Manhattan Baby is Fulci’s dive into beautiful imagery. There’s some scenes in this one that are genuinely breathtaking.

A medallion from an archaeological dig leaves a man blind. And a family falls into jeopardy after their son disappears into thin air, and their daughter is possessed by an ancient demon.

If the budget hadn’t been cut for the film, I would imagine that this would be Fulci’s most memorable film. People would think ‘Manhattan Baby’ instead of ‘Zombie’ when they heard the name Lucio Fulci.

Most horror fans haven’t seen this one. It’s true that MB isn’t a film that succumbs to everyone’s tastes. This is simply because in most Italian films, it’s usually style over substance, which in some cases can leave an unseasoned viewer in total awe at the apparent inept plot line before them.

In Italian films (especially), you have to pay very close attention to the whole film. Certain plot definers aren’t given ‘camera-attention’ at crucial times at any given time through any given film. in American films, the camera tells the story.

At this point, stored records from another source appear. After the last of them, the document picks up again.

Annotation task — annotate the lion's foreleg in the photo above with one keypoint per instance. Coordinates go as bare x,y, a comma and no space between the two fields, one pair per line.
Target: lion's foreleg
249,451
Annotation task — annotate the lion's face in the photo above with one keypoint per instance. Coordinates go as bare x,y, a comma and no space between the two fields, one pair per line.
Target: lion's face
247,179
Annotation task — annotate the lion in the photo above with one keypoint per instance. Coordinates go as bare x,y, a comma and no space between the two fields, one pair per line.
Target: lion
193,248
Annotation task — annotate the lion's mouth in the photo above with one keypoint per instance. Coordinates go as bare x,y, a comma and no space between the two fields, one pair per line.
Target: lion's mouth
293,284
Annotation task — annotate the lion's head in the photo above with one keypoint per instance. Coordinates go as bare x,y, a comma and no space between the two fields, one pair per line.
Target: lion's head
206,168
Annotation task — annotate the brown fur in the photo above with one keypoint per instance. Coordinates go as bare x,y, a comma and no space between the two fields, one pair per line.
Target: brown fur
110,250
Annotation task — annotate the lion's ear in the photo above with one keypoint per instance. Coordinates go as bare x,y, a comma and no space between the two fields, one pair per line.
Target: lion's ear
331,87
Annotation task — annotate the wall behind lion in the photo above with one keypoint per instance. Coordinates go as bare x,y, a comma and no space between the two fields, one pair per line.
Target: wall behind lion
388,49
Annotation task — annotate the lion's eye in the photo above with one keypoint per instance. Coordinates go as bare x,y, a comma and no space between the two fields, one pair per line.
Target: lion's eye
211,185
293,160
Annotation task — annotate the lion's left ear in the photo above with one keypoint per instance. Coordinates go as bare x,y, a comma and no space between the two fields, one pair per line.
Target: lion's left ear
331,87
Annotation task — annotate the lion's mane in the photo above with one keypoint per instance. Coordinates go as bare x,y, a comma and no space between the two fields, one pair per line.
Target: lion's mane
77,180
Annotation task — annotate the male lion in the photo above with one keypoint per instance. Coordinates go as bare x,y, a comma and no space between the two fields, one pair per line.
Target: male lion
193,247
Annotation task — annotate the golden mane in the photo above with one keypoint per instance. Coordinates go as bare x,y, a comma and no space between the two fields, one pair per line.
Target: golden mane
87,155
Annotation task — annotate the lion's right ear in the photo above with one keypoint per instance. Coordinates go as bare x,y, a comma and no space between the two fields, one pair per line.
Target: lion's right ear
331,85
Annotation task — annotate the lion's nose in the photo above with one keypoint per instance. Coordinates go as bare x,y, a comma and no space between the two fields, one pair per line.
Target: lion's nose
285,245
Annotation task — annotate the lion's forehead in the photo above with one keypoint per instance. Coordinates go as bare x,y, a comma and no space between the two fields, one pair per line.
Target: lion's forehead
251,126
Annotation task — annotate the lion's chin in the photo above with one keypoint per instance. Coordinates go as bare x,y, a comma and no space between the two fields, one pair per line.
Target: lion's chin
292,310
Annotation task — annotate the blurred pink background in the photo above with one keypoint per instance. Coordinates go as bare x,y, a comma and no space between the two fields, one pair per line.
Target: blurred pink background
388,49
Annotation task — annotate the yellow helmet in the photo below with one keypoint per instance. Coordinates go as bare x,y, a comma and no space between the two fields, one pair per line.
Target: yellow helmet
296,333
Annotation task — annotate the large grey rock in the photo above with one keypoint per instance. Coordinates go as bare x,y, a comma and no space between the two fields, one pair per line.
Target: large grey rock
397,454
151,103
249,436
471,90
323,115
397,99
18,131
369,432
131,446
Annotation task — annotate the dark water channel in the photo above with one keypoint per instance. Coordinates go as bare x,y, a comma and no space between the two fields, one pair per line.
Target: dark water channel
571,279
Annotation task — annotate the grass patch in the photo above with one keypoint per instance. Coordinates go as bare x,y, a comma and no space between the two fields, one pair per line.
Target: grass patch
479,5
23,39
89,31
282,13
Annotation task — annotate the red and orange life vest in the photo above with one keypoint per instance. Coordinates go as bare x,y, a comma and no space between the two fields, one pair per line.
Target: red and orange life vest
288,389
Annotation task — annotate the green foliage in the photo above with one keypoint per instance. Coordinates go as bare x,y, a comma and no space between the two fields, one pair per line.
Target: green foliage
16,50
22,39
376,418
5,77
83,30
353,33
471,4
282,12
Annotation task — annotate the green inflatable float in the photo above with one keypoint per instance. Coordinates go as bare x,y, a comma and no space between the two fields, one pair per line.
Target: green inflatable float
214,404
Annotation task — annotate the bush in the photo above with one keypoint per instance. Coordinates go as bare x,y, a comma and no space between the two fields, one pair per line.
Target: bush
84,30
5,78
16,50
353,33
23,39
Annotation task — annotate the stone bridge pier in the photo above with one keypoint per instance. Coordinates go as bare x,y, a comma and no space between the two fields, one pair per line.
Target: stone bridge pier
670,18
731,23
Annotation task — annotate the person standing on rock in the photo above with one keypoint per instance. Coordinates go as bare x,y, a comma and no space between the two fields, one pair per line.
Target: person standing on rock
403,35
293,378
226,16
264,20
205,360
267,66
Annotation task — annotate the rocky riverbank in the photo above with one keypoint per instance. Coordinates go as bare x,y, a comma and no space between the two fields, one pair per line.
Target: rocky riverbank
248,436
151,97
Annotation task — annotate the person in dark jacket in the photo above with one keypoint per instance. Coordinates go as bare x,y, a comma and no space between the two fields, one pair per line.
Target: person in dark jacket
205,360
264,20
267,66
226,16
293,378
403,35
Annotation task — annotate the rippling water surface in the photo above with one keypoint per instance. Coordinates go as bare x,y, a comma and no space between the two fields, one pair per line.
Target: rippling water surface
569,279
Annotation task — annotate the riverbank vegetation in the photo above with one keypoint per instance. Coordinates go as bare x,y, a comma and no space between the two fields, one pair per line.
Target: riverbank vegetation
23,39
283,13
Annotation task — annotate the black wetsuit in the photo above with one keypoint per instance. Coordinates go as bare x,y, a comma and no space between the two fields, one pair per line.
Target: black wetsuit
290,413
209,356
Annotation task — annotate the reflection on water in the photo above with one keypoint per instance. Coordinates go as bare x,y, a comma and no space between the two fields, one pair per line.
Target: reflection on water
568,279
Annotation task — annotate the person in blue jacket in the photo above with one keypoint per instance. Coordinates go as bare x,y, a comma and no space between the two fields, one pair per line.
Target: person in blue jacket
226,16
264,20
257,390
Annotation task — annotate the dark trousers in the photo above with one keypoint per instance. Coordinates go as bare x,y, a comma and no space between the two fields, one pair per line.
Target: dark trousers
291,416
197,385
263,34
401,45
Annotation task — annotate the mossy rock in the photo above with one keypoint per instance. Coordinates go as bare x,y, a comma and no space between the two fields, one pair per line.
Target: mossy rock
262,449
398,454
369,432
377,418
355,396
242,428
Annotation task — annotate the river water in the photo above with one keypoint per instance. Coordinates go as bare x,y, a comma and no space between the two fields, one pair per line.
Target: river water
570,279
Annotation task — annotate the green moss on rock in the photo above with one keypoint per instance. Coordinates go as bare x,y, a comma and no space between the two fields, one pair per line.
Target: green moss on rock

The same can be said for Italian cinema, but a lot of times, it’s much more subtle in its delivery and can leave one feeling incomplete until they eventually see it again.

Anyway, should you watch Manhattan Baby? Sure. I’ll recommend it. It’s a beautifully shot film with hardly any of that Fulci gore we all expected. It also has a great Gothic score that adds tons of surrealistic atmosphere that pulls you in for the most part.

Not a film for everyone, but the guru’s of the cinema world will find a lot of redeeming qualities to talk about.